Further, the psychology and economics of shopping for a small loan are such that consumers do not perceive value in shopping for the best rate. The implication of the payday loan disclosure experiments performed by Marianne Bertrand and Adiar Morse (which I discussed in an earlier post) implies that payday loan borrowers optimistically believe they will pay the loan off sooner than they actually do, and while $50 for a $300 loan sounds steep, shopping around for a lower-priced loan – assuming the borrower will only pay the lender $50 once – is not worth the time and effort. Without consumer price shopping, the single rate a lender charges can exceed the average cost to the lender of the loans made, without losing many customers. These high prices endogenously create more risk that borrowers will be unable to make payments. Assuming that the goal is to reduce rollovers, reducing the price substantially would further that goal. Moreover, given that price competition is not working, ideally a price cap would be set to what price competition would have produced – something close to an efficient lender’s average cost. 

Setting price caps is a delicate business, perhaps even impossible (although the FDIC's Small Dollar Loan Program claims to have found 36% or less to be the sweet spot), but it is this business, as well as determining the right repayment schedules to require, rather than the bugaboo of the violent loan shark, to which we should attend.    

Comments

I don't disagree with anything that Lauren Willis says, although the Singaporean experience might be different than ours. They seem to have a stable illegal loan shark business.

But the case for price caps is good even if the price caps drive some business to the illegal lending sector. The illegal lending sector cannot use mass advertising, and has a difficult time projecting a warm-and-fuzzy image. In other words, it cannot induce demand. ("You deserve a vacation now!")

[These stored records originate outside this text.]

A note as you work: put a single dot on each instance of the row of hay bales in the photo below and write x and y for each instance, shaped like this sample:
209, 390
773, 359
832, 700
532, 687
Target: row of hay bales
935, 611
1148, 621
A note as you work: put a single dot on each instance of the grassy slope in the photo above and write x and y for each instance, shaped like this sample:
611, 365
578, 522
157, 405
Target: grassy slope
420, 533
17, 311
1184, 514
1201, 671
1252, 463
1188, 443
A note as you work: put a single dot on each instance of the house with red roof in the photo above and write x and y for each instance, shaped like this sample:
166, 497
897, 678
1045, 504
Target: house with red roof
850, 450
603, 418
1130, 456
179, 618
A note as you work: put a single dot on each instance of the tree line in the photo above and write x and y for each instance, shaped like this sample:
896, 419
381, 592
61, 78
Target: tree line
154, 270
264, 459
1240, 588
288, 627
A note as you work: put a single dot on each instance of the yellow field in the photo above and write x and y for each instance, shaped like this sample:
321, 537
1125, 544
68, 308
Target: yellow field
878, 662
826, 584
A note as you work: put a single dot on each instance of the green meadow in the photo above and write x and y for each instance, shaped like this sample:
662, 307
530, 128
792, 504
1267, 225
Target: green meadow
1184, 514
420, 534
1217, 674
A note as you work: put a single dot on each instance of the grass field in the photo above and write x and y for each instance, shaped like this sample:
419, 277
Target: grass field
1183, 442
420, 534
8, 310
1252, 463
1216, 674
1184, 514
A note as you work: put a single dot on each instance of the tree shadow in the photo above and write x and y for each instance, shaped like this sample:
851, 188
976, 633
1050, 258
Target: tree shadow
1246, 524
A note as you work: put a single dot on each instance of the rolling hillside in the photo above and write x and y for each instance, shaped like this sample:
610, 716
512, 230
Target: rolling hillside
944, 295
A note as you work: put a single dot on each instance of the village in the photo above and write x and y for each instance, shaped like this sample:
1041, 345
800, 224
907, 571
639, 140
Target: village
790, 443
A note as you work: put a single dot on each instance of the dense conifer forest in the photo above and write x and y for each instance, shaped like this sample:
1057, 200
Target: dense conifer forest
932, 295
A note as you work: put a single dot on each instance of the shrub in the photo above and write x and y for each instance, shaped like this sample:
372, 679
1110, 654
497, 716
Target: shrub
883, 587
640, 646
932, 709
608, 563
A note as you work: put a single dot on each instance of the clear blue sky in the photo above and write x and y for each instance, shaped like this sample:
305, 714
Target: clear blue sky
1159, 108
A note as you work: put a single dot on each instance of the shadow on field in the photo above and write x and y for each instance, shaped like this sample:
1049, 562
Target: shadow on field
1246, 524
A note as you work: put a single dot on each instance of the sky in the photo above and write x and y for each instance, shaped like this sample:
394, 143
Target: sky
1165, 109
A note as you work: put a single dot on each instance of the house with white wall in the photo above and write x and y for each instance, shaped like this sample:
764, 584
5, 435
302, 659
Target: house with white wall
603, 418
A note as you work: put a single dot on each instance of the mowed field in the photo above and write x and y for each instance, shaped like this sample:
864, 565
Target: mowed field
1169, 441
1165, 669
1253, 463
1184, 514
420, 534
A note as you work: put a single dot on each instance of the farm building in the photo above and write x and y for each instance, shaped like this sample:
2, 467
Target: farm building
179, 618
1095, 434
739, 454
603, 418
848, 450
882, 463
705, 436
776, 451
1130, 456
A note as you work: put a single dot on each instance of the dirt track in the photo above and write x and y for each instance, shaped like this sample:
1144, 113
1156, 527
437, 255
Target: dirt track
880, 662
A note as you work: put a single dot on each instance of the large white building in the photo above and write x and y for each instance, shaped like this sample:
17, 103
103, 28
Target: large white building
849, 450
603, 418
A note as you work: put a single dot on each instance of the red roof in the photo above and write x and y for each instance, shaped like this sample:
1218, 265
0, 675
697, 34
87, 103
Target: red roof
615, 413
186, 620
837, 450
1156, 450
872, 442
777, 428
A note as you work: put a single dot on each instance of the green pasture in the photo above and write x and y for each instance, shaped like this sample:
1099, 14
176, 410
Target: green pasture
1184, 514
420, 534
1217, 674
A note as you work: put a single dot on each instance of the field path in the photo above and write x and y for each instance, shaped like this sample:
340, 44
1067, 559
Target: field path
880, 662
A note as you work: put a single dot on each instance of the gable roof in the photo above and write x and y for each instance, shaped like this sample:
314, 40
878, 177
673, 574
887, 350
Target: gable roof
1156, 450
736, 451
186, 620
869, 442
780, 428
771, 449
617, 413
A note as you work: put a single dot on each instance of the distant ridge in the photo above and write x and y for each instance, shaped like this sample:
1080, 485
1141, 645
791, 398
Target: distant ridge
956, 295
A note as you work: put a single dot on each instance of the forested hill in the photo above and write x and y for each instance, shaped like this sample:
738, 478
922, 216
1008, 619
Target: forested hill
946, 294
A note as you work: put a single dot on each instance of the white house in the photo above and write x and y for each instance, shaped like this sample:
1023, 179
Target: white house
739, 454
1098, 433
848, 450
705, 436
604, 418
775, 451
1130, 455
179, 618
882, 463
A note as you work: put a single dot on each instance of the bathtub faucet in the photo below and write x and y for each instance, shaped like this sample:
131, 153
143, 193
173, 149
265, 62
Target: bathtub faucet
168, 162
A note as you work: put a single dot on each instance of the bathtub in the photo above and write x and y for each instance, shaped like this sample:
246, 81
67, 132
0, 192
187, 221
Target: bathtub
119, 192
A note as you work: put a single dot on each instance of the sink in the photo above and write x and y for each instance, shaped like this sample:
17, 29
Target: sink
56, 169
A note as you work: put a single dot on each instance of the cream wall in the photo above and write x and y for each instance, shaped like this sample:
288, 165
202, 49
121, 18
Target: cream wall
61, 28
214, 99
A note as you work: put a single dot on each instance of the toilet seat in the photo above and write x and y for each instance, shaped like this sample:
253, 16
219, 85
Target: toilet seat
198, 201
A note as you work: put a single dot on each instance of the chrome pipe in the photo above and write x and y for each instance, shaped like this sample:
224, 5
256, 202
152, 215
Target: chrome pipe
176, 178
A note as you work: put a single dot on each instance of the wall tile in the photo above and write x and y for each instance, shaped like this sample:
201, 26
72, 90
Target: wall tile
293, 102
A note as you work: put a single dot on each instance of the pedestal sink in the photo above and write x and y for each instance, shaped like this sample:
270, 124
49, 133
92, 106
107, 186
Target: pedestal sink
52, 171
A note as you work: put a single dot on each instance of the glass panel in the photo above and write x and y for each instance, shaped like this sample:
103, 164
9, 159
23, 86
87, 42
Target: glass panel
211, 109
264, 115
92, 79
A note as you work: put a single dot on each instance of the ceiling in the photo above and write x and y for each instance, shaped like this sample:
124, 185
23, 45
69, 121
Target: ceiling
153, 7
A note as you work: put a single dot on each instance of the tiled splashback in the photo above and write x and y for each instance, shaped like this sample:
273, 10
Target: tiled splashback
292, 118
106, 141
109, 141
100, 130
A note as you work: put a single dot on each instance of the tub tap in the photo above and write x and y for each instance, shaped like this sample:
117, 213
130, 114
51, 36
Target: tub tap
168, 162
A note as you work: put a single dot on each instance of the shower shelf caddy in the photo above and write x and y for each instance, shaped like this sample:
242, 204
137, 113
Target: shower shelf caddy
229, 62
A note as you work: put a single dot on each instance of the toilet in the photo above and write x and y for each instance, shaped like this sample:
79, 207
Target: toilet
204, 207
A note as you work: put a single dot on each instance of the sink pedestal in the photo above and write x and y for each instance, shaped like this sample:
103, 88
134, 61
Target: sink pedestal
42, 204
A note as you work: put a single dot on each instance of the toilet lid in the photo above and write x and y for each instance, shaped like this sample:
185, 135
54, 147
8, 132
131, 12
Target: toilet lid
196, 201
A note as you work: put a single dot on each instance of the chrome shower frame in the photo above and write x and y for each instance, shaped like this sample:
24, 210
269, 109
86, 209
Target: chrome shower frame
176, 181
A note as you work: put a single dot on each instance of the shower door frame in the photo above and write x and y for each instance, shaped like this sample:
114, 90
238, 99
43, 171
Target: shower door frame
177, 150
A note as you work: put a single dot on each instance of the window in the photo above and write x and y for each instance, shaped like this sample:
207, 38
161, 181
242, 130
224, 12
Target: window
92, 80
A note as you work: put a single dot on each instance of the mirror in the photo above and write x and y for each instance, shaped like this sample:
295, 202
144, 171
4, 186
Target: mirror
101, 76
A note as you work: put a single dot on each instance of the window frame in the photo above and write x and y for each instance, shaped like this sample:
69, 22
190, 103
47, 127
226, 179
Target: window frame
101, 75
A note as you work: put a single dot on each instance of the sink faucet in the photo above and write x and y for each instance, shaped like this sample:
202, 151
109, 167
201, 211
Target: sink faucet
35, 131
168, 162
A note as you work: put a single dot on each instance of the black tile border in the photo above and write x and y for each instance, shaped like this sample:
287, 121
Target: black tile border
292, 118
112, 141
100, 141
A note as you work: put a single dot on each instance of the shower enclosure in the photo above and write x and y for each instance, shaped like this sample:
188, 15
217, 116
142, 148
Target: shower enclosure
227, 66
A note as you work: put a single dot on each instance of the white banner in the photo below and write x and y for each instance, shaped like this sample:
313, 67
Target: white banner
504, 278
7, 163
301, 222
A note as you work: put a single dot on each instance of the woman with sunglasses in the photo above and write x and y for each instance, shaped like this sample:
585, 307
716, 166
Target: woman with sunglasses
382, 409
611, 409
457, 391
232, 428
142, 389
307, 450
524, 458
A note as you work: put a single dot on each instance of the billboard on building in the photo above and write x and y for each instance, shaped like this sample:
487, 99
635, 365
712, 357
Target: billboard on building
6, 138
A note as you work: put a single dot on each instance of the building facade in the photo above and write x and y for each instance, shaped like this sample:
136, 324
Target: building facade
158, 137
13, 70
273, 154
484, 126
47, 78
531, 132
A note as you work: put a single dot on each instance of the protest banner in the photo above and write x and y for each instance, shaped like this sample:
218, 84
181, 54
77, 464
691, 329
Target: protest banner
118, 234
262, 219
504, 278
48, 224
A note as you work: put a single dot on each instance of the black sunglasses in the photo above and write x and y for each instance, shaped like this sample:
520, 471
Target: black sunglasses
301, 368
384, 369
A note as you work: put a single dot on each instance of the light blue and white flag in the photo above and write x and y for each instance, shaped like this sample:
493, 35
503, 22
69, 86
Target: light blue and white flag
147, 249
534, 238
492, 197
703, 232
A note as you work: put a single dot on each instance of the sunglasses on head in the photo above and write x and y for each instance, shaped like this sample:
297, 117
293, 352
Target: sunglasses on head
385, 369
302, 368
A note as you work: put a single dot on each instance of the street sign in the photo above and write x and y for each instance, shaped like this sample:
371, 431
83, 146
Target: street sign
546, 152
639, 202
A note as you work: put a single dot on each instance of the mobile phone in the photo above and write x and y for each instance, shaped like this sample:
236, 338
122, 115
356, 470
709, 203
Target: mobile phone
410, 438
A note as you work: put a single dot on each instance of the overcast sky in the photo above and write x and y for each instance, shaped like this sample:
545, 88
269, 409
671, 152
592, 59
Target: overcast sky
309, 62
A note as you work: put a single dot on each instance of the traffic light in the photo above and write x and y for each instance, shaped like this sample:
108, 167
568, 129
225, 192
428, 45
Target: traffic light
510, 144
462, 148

Lauren touches on what is one of the most important topics relative to small dollar lending and that is an appropriate repayment structure. As most know, the Small Dollar Loan Acts were created almost 100 years ago, the result of addressing both small dollar lending needs in a safe and regulated model and the necessity of having commercially sustainable rates.

The problem with today's conversations on small dollar lending is that too often the APR number becomes the issue versus the dollar cost to the consumer.

The fact remains that even at a 36%, which is strictly an arbitrary rate and has no basis in economic modeling, not enough interest dollars are earned to cover the operational costs of underwriting and managing a structured installment repayment on smaller dollar loans. It is the structured installment repayment (fully amortized) that is the only proven option for an affordable and disciplined small dollar loan.

This economic reality was proven with the FDIC's small dollar lending experiment which sought to demonstrate that banks could profitably make such loans at a 36% cap. At the end the FDIC dropped its profitability objective. Simply declaring the program a "success" because loans were being made was a false narrative. The participating banks said they could not offer the loan as a commercially sustainable product. It was a square peg in the round hole strategy with respect to a commercially sustainable rate and it failed.

Took me a few days before I could get to this, but
I was bothered by the law review article you link to claiming that the term "loan shark" didn't refer to violent lending. I was sure I'd seen the term in earlier works, and my wife thinks she's seen it used in the 1880s (but her research on that time period was about 10 years ago, so we can't get a reference easily).

t took me 10 minutes to find a 1935 New York Times article ("27 ARRESTED AS USURERS IN SUDDEN MOVE BY DEWEY TO BREAK UP VAST RACKET", New York Times, Oct 29, 1935) using the term "Loan Shark" for lenders who used violence to collect.

This leads me to wonder about the information in the rest of the paper.